“Winter Winds” by Mumford & Sons, Friday, January 19, 2024
Mumford & Sons changed the direction of alternative music. As Stephen Christian of Anberlin once lamented, the direction of the genre had been pushing heavier and heavier music until the year when Mumford came onto the scene, Alternative shifted to folk sounds. The band fronted by Marcus Mumford swept the scene when they re-leased Sigh No More in 2009, with a sound that crossed over to Billboard’s Hot 100. The plucking sounds of banjos and mandolins may have sounded refreshing on the radio to late ‘00 ears, but when WatchMojo.com compiled a list of bands whose songs sound the same, Mumford earned an honorable mention. The band would eventually break with the formula, but Sigh No More showcases Mumford’s signature sound.
AS THE WINTER WINDS LITTER LONDON… “Winter Winds” was Mumford and Sons’ second single. The song was overshadowed by the band’s first single, “Little Lion Man.” On an album that sounds fairly the same, “Winter Winds” stood out most to me. Musically, the band slows down their tempo and adds a trumpet, creating almost a mariachi band sound. Lyrically, the song feels honest in a less abstract way than the band’s bigger hit from the album. Telling a story of loneliness and a hookup, the song takes a peek into the songwriter’s soul. The longing for love is existential: the speaker feels distant from everyone even in his hometown. It reminds him about his early experience with religion: “Oh, the shame that sent me away from the God that I once loved.” According to lead singer Marcus Malcom, the song is about being alone around Christmas in his hometown of London. Longing for a human connection, he turned to meaningless sex, but his soul is longing for something deeper.

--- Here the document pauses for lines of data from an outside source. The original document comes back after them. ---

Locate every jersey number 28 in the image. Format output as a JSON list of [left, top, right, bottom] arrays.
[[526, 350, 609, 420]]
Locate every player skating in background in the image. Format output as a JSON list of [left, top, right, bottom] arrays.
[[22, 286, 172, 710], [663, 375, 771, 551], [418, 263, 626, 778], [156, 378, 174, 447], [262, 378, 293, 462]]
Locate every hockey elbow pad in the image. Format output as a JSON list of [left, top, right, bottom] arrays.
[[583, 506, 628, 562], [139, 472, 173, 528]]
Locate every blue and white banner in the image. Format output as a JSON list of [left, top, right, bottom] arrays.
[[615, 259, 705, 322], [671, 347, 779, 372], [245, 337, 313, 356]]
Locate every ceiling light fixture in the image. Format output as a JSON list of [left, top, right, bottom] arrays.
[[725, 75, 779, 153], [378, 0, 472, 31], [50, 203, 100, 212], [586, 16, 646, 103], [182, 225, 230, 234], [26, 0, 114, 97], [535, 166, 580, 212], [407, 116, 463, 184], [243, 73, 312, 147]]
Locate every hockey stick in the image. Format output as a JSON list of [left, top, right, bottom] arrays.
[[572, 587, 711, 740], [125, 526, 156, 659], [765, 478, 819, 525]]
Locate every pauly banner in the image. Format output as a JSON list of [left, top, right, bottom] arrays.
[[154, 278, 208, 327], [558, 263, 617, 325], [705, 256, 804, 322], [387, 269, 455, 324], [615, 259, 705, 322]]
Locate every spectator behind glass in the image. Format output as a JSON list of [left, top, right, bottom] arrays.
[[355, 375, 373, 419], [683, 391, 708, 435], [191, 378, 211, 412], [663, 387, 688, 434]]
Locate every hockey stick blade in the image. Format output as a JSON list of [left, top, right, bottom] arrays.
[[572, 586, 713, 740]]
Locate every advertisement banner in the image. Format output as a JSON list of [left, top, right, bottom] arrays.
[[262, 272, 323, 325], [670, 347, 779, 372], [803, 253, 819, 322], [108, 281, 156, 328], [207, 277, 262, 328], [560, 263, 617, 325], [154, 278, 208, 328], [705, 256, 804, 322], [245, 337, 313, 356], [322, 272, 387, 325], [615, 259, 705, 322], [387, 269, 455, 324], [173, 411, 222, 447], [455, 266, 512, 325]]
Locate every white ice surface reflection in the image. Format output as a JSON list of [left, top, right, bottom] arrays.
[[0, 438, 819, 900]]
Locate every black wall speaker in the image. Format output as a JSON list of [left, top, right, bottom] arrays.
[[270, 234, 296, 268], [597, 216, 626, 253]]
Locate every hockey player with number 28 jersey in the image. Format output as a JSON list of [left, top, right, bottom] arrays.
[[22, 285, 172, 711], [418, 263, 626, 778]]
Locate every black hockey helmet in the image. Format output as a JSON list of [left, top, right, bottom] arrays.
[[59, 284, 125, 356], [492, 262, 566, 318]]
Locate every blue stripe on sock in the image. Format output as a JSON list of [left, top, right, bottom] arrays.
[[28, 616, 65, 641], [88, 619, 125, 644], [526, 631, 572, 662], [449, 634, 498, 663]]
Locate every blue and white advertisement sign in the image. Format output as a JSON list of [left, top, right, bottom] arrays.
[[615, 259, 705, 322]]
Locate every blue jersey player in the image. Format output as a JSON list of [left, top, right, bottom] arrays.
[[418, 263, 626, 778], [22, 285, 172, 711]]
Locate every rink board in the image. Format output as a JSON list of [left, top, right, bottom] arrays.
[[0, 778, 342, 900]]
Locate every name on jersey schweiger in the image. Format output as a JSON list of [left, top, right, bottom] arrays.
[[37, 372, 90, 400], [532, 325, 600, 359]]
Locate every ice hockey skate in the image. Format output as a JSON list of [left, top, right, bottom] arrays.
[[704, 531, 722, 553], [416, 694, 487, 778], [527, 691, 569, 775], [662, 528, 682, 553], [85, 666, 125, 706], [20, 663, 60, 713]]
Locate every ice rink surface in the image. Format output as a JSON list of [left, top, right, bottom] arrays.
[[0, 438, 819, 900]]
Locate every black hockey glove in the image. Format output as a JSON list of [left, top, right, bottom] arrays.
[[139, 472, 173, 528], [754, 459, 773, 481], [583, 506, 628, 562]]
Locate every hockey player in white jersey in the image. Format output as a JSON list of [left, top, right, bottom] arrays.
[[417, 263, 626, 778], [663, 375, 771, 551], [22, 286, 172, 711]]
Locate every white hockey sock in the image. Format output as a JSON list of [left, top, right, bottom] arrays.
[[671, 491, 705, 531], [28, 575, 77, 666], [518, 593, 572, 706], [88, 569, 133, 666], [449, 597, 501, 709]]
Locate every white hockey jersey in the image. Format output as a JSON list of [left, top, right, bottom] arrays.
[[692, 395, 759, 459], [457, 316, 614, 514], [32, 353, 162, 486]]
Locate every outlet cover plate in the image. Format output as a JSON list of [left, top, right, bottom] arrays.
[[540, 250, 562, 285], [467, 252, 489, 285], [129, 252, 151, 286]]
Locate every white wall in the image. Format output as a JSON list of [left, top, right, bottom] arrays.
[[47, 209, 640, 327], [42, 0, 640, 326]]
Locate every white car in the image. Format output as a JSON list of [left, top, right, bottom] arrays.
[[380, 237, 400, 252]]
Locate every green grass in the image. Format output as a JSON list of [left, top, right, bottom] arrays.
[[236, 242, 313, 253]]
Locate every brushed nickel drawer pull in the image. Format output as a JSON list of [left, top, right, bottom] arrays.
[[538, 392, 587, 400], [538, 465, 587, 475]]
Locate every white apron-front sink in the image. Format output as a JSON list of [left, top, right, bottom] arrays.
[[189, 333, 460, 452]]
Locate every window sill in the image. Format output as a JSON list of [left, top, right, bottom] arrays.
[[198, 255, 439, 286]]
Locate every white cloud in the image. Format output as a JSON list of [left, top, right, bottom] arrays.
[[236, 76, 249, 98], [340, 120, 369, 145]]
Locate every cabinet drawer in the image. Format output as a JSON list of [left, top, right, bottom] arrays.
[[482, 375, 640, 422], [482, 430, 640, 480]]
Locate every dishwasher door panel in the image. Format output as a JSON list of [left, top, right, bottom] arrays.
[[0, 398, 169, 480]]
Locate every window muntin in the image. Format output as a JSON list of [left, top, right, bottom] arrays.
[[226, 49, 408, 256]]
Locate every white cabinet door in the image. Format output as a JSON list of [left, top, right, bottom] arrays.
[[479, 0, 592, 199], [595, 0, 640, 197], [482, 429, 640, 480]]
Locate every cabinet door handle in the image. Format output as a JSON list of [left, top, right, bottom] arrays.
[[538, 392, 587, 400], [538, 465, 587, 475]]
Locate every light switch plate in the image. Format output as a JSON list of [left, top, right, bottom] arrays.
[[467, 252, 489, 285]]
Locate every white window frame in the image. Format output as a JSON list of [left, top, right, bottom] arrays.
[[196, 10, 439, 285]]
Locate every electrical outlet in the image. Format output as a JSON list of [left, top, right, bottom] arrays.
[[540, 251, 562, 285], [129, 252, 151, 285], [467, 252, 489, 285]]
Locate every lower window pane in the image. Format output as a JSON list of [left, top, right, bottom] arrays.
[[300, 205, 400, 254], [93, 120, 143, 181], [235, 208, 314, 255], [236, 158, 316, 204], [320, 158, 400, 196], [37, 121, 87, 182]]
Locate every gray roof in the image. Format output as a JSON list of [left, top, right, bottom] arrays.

WAS IT LOVE OR THE FEAR OF THE COLD THAT LED US THROUGH THE NIGHT? Praised by Plugged In, with the exception of the f-bomb on “Little Lion Man,” Mumford & Sons’ Sigh No More tends to be easily digestible to Christian audiences. The conservative publication even praised “Winter Winds” for trying to “suss out life’s meaning by looking at it from the perspective of death,” referring to the last verse of the song. Last week, when I was encountering the great city of London for the first time, I, too, couldn’t help but think about how finite we are. As I stood in the 1000+ year-old city, looking at the tombs of monarchs and poets in Westminster Abbey, I thought about how many generations had come and gone before I could stand in that spot. I thought about how an American of some English descent could travel from his working place where he and his partner reside—South Korea—to stand in the first empire on earth that could boast “where the sun doesn’t set.” And from that time, the world felt much older than I had ever expected. Now I could only imagine if I was feeling that way, all alone at Christmastime in the magnificent city. I’d probably be on Grindr to put that feeling in perspective!